Hail & Locusts - Exodus 9:13 - 10:20
Moses “stretched forth his rod toward heaven,” and the thunder and hail that followed destroyed all the crops in the fields, any livestock or servants that were left in the field, and pretty much devastated the Egyptian crop yield for that season. While later verses point out that there would have been other crops grown at other times of the year so the Egyptian people woudn’t have starved to death, the loss of these animals, crops, and people would have caused immense suffering to the average people. Again, this only affected the Egyptians, because “in the land of Goshen, where the children of Israel were was there no hail.”
Interestingly, this was the point where Pharaoh started taking this Hebrew God seriously because he was the one who called M&A back and even apologized, acknowledging, “I have sinned this time: the Lord is righteous, and I and my people are wicked.” He asks Moses to ask God to stop the hail and Moses agrees to do it right away, but calls Pharaoh out on his lies, saying, “I know that ye will not yet fear the Lord God.” And sure enough, when Moses goes out to stop the hail, Pharaoh “hardened his heart” and would not let the people go.
10:1-20 - God commands M&A to go back to Pharaoh and warn of the eighth plague that will visit them if he doesn’t let the Hebrew people go, which is locusts.

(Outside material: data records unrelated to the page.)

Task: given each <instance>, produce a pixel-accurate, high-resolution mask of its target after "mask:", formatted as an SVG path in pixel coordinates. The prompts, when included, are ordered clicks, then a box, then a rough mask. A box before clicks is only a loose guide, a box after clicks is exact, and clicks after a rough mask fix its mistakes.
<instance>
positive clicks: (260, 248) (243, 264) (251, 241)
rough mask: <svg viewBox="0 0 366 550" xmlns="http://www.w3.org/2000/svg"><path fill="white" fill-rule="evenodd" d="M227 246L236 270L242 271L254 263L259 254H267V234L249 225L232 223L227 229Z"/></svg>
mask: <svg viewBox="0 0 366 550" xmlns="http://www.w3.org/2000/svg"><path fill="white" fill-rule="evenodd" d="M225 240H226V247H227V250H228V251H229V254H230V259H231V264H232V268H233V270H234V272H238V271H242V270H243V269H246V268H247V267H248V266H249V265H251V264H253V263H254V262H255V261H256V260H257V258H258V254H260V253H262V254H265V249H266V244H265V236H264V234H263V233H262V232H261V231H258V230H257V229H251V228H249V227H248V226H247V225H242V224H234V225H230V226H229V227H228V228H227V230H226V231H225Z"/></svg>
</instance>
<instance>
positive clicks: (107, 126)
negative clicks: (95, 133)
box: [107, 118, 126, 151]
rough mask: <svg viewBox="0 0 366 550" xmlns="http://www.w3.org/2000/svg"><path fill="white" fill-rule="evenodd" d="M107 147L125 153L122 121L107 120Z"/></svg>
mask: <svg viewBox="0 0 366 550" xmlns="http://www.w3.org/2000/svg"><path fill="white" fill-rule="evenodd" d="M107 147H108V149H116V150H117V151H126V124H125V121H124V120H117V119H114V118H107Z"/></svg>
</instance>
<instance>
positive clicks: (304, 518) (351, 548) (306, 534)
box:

If we remember Mormon history, there was an infestation of grasshoppers, which are locusts, which ate up all the crops of the early pioneers and caused huge problems for the people, and the purpose of these locusts here is the same thing, “and they shall eat the residue of that which is escaped, which remaineth unto you from the hail, and shall eat every tree which groweth for you our of the field.” They are going to eat all the food that’s left after the hail storm.
Pharaoh apologized to get the last plague stopped but the servants and even government advisors are tired of all this mess at this point saying, “how long shall this man be a snare unto us? Let the men go, that they may serve the Lord their God: knowest thou not that Egypt is destroyed?” So the servants are recommending that Pharaoh let the men go into the desert but when Pharaoh suggests that to M&A they decline saying, “We will go with our young and with our old, with our sons and with our daughters, with our flocks and with our herds will we go.” They are taking everybody and they aren’t coming back, this is when Pharaoh’s worst fears are realized, his free slave labor is over.
Pharaoh declines that offer so Moses stretched out his hand and brought up the locusts in “an east wind” and they ate EVERYTHING, herbs, fruit, “and there remained not any green thing in the trees, or in the herbs of the field, through all the land of Egypt.” Pharaoh again panics and apologizes and begs them to “entreat the Lord your God that he may take away from me this death only,” and he did, “and the Lord turned a mighty strong west wind, which took away the locusts, and cast them into the Red sea; there remained not one locust in all the coasts of Egypt.”
After all this groveling, you’d think that Pharaoh would finally recognize that he was out matched, but the audacity of this man is baffling to me and he again hardened his heart “so that he would not let the children of Israel go.”